California’s Silicon Valley is home to Apple, Facebook, Google, Yahoo! and eBay. The tech industry there is booming.
The result is the most extreme wealth disparity in America.
Santa Clara County, home of Silicon Valley, has both the highest percentage of homeless people in the entire US as well as America’s highest average household income along with some of the most expensive houses in the country.
Silicon Valley appears to be in the midst of a remarkable sustained period of wealth creation, but this has rendered the area one of super-rich or extremely poor with no middle class left to speak of.
As many as 20,000 people in the country will experience homelessness this year, according to recent census data. County officials say that means some 5,000 every night sleep rough which is more than it can deal with.

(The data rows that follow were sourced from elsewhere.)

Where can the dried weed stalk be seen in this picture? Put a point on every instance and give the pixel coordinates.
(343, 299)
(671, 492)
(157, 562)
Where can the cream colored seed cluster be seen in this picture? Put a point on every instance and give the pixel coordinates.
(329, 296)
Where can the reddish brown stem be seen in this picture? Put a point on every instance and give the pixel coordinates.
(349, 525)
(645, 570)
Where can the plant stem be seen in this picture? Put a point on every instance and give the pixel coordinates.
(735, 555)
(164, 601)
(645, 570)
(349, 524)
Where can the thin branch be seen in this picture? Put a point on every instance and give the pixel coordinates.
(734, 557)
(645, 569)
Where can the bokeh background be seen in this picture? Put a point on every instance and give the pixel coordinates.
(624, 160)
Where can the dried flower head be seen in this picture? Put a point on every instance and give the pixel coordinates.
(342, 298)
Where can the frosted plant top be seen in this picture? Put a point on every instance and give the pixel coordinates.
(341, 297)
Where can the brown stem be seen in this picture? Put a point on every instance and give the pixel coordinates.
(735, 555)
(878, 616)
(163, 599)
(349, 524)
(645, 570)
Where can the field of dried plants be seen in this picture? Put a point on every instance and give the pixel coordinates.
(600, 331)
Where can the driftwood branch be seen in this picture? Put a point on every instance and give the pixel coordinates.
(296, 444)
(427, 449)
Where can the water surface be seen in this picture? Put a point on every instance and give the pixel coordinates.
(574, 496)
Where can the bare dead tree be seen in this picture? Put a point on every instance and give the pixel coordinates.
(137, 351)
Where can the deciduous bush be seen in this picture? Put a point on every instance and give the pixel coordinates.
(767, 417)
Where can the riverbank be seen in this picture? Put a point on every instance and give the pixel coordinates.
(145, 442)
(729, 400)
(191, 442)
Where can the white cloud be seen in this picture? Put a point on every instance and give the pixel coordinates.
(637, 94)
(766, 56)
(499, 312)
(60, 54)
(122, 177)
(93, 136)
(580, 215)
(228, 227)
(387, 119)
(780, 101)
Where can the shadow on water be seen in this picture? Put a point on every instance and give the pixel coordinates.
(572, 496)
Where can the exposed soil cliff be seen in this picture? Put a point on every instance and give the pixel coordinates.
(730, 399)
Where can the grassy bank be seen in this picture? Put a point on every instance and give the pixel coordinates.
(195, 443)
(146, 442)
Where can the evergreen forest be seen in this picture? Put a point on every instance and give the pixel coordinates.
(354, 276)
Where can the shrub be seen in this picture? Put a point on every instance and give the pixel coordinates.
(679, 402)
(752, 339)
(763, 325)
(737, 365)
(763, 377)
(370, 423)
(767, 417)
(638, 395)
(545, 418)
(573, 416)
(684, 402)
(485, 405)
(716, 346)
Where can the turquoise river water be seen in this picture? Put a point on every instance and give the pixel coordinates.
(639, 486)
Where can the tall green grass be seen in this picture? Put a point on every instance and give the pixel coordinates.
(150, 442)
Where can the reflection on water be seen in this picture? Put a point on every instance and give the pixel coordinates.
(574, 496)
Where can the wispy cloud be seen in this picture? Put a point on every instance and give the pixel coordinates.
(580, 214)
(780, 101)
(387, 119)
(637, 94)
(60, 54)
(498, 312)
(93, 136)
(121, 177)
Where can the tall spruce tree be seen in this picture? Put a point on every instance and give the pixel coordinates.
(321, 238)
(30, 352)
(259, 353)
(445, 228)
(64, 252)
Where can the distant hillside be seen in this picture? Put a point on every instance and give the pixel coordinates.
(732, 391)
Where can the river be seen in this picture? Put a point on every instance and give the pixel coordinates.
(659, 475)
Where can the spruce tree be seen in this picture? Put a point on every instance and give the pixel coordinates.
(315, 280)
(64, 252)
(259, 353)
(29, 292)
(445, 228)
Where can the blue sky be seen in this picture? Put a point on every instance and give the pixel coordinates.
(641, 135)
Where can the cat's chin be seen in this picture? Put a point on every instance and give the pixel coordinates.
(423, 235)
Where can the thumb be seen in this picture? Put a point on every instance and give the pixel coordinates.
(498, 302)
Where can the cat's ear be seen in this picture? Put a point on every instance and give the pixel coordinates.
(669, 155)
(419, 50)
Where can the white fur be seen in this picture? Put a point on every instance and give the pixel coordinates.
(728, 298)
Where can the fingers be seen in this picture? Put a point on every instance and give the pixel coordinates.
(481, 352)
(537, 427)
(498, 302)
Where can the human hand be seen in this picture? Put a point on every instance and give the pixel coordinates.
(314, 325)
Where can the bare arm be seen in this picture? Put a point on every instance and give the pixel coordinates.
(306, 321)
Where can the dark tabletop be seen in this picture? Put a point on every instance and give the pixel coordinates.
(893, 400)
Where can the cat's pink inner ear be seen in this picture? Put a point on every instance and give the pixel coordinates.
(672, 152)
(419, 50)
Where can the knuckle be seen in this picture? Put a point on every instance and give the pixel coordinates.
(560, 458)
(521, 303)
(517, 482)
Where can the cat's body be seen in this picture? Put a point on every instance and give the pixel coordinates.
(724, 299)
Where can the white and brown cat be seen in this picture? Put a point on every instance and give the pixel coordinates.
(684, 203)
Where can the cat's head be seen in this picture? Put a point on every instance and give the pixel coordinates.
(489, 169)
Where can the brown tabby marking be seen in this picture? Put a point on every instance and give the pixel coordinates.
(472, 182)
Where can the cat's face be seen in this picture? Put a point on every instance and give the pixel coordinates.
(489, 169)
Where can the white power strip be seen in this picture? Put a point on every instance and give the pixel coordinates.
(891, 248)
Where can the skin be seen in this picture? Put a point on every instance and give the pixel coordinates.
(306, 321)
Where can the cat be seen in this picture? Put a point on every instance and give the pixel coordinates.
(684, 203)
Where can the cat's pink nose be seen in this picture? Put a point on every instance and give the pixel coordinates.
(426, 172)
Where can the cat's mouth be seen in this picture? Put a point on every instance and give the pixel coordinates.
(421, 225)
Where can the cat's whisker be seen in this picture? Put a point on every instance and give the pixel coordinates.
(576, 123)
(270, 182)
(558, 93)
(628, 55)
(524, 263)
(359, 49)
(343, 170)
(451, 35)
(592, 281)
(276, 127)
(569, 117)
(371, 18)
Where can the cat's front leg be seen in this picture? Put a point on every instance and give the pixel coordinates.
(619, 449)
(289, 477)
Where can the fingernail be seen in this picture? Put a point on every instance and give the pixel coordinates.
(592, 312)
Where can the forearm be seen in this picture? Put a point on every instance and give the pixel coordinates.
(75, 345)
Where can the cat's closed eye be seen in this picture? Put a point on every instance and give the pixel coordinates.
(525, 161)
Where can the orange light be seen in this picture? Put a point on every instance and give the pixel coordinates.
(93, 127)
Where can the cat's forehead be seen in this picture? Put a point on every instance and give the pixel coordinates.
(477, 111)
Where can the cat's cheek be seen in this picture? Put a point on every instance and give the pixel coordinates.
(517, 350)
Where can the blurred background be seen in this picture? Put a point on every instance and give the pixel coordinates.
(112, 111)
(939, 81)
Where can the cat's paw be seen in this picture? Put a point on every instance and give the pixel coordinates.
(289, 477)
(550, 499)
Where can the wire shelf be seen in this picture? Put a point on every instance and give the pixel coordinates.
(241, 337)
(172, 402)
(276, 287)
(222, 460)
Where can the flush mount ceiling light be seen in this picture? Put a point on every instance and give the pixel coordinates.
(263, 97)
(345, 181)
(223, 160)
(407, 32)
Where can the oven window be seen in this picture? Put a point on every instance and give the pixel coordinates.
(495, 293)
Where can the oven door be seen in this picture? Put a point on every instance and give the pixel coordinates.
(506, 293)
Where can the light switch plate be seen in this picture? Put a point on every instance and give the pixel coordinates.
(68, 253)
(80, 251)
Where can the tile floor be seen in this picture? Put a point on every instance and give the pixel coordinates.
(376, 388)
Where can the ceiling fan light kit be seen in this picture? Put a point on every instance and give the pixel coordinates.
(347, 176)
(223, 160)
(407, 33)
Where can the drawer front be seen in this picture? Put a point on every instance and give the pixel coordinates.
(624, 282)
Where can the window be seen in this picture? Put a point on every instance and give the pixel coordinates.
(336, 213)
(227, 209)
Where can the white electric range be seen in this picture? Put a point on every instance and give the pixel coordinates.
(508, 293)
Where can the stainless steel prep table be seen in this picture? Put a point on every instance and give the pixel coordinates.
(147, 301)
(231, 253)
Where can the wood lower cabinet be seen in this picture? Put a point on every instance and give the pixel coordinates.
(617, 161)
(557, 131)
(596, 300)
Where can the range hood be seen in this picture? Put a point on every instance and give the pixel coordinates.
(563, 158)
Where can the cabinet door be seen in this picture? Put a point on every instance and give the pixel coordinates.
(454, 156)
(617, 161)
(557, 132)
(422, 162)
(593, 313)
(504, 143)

Some sleep rough on the streets, while others try to make it in one of the nearly 250 makeshift encampments, sprawling lawless villages of tents and plyboard.
Others, if they can still afford the $8 per night, spend the night on board the area’s only 24-hour bus, which they call Hotel 22.
Many have been backed into this situation not by lack of jobs, but the inability to keep up with rocketing rent prices, up in some cases by 300% of the national average.
While California’s minimum wage recent went from $8 to $10 an hour, the self-sufficiency standard is around $15.
This is not only happening in the world’s richest country, but in one of its top wealth areas.
Chris Richardson, at the homeless organisation Downtown Streets,
“We are trying to get tech billionaires involved in what we’re doing. They donate millions to good causes, but almost nothing to the local community they are helping destroy.
“It’s not necessarily their fault, but they are stakeholders in the homelessness problem and have the power and brains to change it.”